Arguments passed to MCP tools often contain user-supplied data. Before writing to the audit log, redact fields that could contain personal information. Key-name matching covers most cases, but pattern matching on values catches data that arrives in generically-named fields:

const EMAIL_RE = /\b[a-zA-Z0-9._%+-]+@[a-zA-Z0-9.-]+\.[a-zA-Z]{2,}\b/g;
const CREDIT_CARD_RE = /\b\d{4}[- ]?\d{4}[- ]?\d{4}[- ]?\d{4}\b/g;
const TOKEN_RE = /\b(ghp_|sk-|Bearer |xoxb-)\S+/g;

function redactStringValues(s: string): string {
  return s
    .replace(EMAIL_RE, '[EMAIL]')
    .replace(CREDIT_CARD_RE, '[CARD]')
    .replace(TOKEN_RE, '[TOKEN]');
}

function redactArgs(args: Record<string, unknown>): Record<string, unknown> {
  const result: Record<string, unknown> = {};
  for (const [key, val] of Object.entries(args)) {
    if (PII_KEYS.has(key.toLowerCase())) {
      result[key] = '[REDACTED]';
    } else if (typeof val === 'string') {
      result[key] = redactStringValues(val);
    } else {
      result[key] = val;
    }
  }
  return result;
}

Never log raw JWT tokens, API keys, or passwords — even truncated. Log the sub claim from a decoded JWT, or the fingerprint (first 8 chars) of an API key, not the key itself.

Protecting the audit trail

An audit log that the compromised process can overwrite provides no forensic value. Several protective measures:

Write to stdout, not a local file — your container runtime or systemd captures stdout and ships it to a central log store outside the application's reach. The process cannot retroactively modify captured stdout.
Separate log store — ship to a log aggregation service (Loki, Elasticsearch, CloudWatch Logs) where the MCP server process has append-only credentials. Even if the server is fully compromised, past log entries remain intact.
Immutable S3/GCS bucket — for compliance workloads, enable object lock on the log bucket so entries cannot be deleted within the retention window.
Separate process for sensitive writes — a side-car process with append-only disk access can receive log events over a Unix socket and write them, preventing the main process from corrupting its own trail.

Log retention and volume

Audit log volume depends on your call rate. Each log entry is roughly 500 bytes of NDJSON. At 100 tool calls/minute (moderate agent workload) that's 3 MB/hour or ~2 GB/month — manageable for any log store.

Workload type	Minimum retention	Recommended
Indie / hobby project	30 days	90 days
B2B SaaS / team plan	90 days	1 year
Healthcare / finance	1 year (HIPAA) / 7 years (SOX)	7 years + immutable

Set a log rotation policy at your aggregation layer.
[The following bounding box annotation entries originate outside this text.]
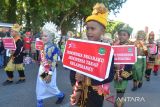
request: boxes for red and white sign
[112,45,137,64]
[35,40,44,50]
[62,38,113,81]
[2,38,16,50]
[148,44,157,54]
[24,37,31,43]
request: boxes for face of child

Most log stores support TTL-based deletion that satisfies "retain for N days" without manual cleanup.

Querying audit logs for security review

If your logs are in a queryable store (e.g. Loki with LogQL, or a SQLite archive), useful security queries:

-- Destructive tool calls in the last 24 hours
SELECT timestamp, actor_id, tool, args
FROM audit_log
WHERE outcome = 'ok'
  AND tool IN ('delete_file', 'drop_table', 'send_email')
  AND timestamp > datetime('now', '-1 day')
ORDER BY timestamp DESC;

-- High-frequency callers (possible abuse)
SELECT actor_id, COUNT(*) AS call_count
FROM audit_log
WHERE timestamp > datetime('now', '-1 hour')
GROUP BY actor_id
HAVING call_count > 500
ORDER BY call_count DESC;

-- Error rate by tool (detect broken tools before users notice)
SELECT tool,
       SUM(CASE WHEN outcome='error' THEN 1 ELSE 0 END) * 100.0 / COUNT(*) AS error_pct
FROM audit_log
WHERE timestamp > datetime('now', '-1 day')
GROUP BY tool
HAVING error_pct > 5
ORDER BY error_pct DESC;

Pair these queries with alerts: if destructive-tool call volume doubles in an hour, or any actor exceeds 1,000 calls in a minute, page the on-call engineer.

Correlating audit logs with uptime events

Your audit logs are most powerful when correlated with uptime events. When AliveMCP detects that your server went down, you can query the audit log for the last tool call executed before the failure — often revealing an unhandled exception, a memory-exhausting argument, or a destructive operation that corrupted internal state.

Store a requestId in every log line and propagate it to your structured application logs so you can reconstruct the full execution trace for any tool call that preceded an outage.